10. Section 59 of the Motor Vehicles Act, 1988 clearly and unambiguously empowered the central government to specify the life of a motor vehicle. Once the life is fixed, on its expiration the motor vehicle will be considered dead; it will lose the right to be driven on road, irrespective of its health. The same power was not made available to the state government. Hence it cannot specify life or fix the age limit of a motor vehicle. Chapter V of the Motor Vehicles Act, 1988 consists of thirty-one sections (Sections 66-96), It is titled 'control of transport vehicles.' Section 96 empowers the state government to make rules for the purpose of carrying into effect the provisions of that chapter. It was argued that the impugned Rule 88A was made by the state government in exercise of powers conferred by that Sections 96. It is therefore to be seen if that section can be used as the source of the power in question.
11. I think a brief discussion of the scheme of the chapter will be useful. It begins with Section 66, which says that no owner of a motor vehicle shall use or permit the use of the vehicle as a transport vehicle in any public place save in accordance with the conditions of a permit. Section 67 conferred power on the state government to control road transport (not transport vehicles) by issuing directions for the specific purposes mentioned therein. Section 68 empowered the state government to constitute the transport authorities. Provisions in Sections 69-88 dealt with various aspects of grant of permits by the transport authorities. Sections 89 and 90 dealt with provisions for appeals and revision. Sections 91, 92, 93 and 94 dealt with restrictions of hours of work of drivers, voidance of contracts restrictive of liability, requirement of obtaining licence by agent or canvasser, and bar on jurisdiction of Civil Courts respectively. Hence all those sections have nothing to do with the question of conferring any power on any one to make rules for controlling road transport or transport vehicles.
12. Section 95 conferred power on the state government to make rules to regulate stage and contract carriages, and also the conduct of passengers in such vehicles. Section 96 empowered the state government, conferring general as well as matter specific powers, to make rules for the purpose of carrying into effect the provisions of the chapter. Its Sub-section 2 enumerated the matters regarding which the state government would enjoy power to make rules. Among the specifically mentioned matters- nothing was said about conferment of power on the state government to make rule restricting grant or renewal of permit for any motor vehicle. However, Clause (xxxiii) thereof conferred power on the state government to make rule with respect to 'any other matter which is to be or may be prescribed,' This is the provision pressed into service in the face of the petitioners' challenge to the legislative competence of the state government to make the impugned rule.
13. The principal object of the chapter is to ensure that no motor vehicle is used as a transport vehicle in any public place without a permit.
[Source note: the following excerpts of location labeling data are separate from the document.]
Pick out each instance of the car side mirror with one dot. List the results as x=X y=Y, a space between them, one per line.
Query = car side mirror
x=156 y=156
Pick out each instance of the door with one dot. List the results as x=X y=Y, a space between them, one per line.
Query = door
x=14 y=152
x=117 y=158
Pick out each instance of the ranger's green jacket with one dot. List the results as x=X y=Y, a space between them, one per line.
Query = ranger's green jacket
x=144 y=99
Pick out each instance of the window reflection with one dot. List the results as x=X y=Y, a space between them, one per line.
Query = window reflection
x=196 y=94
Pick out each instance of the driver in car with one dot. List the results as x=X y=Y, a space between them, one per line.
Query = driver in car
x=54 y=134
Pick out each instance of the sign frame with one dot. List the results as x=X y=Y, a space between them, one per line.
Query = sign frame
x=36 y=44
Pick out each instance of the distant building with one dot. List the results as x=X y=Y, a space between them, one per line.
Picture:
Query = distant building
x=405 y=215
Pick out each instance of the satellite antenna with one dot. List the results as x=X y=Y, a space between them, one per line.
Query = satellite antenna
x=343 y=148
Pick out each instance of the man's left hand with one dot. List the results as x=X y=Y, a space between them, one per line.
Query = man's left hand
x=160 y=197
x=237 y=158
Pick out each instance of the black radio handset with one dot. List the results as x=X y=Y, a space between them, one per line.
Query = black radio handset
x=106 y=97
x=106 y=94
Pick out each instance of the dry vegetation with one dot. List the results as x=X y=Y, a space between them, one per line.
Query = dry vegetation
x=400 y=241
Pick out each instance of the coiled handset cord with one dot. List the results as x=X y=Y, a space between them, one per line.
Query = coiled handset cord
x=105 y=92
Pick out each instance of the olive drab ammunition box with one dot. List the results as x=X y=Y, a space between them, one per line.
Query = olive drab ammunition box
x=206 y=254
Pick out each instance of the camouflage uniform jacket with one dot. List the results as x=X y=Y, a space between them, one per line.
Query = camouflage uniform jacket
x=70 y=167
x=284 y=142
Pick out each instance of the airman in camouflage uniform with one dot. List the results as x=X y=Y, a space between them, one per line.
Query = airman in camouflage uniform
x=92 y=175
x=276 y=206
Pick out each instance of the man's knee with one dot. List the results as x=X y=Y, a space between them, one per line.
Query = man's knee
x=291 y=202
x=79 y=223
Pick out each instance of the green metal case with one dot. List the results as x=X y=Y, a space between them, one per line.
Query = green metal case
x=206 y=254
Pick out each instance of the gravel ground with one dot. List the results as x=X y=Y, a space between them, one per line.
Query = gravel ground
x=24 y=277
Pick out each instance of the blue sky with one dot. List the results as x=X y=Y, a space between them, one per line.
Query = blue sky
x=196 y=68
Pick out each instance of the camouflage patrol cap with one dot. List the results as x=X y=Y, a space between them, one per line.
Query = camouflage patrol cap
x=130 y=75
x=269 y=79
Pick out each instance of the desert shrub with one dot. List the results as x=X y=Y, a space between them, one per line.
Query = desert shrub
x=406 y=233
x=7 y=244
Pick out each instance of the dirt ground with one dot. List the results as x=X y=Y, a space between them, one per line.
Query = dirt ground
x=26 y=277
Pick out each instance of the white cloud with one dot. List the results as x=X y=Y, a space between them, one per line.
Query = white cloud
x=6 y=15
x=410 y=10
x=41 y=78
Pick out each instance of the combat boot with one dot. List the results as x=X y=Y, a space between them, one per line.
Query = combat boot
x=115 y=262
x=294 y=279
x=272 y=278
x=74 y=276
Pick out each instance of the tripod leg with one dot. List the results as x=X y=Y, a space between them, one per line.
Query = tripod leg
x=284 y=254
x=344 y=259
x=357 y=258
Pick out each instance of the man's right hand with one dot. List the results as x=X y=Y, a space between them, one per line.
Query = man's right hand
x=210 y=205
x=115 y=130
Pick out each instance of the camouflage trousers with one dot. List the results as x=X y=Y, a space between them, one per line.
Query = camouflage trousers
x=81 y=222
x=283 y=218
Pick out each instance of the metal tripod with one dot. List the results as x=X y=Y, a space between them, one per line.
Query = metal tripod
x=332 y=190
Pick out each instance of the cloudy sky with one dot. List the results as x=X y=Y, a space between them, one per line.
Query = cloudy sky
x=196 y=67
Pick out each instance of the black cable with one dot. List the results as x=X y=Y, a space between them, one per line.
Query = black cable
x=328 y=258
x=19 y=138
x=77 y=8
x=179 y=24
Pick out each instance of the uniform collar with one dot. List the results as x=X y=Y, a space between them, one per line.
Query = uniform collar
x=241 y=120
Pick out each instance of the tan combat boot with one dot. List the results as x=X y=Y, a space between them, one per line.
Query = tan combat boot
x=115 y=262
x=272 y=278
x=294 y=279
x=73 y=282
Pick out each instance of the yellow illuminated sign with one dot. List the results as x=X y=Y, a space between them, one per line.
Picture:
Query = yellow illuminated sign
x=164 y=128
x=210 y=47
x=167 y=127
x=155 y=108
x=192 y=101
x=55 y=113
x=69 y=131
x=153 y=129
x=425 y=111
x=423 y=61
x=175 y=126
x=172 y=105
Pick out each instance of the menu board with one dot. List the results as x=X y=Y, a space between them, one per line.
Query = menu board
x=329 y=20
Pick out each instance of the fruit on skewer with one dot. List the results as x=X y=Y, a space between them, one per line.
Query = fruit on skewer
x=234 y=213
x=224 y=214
For this purpose necessary provisions have been made for grant of permits. The transport authorities are to issue them attaching one or more of the conditions mentioned in the relevant provisions, viz. Sections 72, 74 and 79. The authorities are not empowered to issue permits attaching the condition that the motor vehicle must not ply within their jurisdiction. If the vehicle is not to be permitted to ply for any reason, the authority concerned would not possess the power to grant a useless permit. It is to be noted that applications for permits are to be made to the authority of the region in which the vehicles are proposed to be used (Section 69). As a result of the impugned rule, followed by the notification (also impugned) now the transport authorities within the area mentioned in the notification will be granting or renewing permits for transport vehicles, as it were, in an utterly anomalous manner. In a given case an applicant may get the permit attaching a condition that he shall not be entitled to use his transport vehicle within the jurisdiction of the permit issuing authority, and this is so due to the age of the motor vehicle concerned. I venture to say that the petitioners were not unjustified in expressing their bewilderment, strenuously highlighted by their advocates.
14. In my reading and understanding, by making the impugned rule the state government conferred power on itself to issue notification directing the transport authorities to impose special conditions in permits restricting use of transport vehicles beyond a particular age and in any particular area of the state. In my view, provisions in Section 96 of the Motor Vehicles Act, 1988 did not empower the state government to confer any power on itself by making rule in exercise of power conferred by that section. Such a power could have been conferred on the state government only by the legislature. It therefore seems to me that the delegate state government, in reality, delegated power to itself in exercise of its power to make the delegated legislation. To my mind, it cannot, however, be said that the state government in the process encroached upon the power of the central government conferred on that government by Section 59 of the Motor Vehicles Act, 1988. I do not think that by, the impugned rule, read with following notification, the state government actually fixed the age limit of any particular type of motor vehicles.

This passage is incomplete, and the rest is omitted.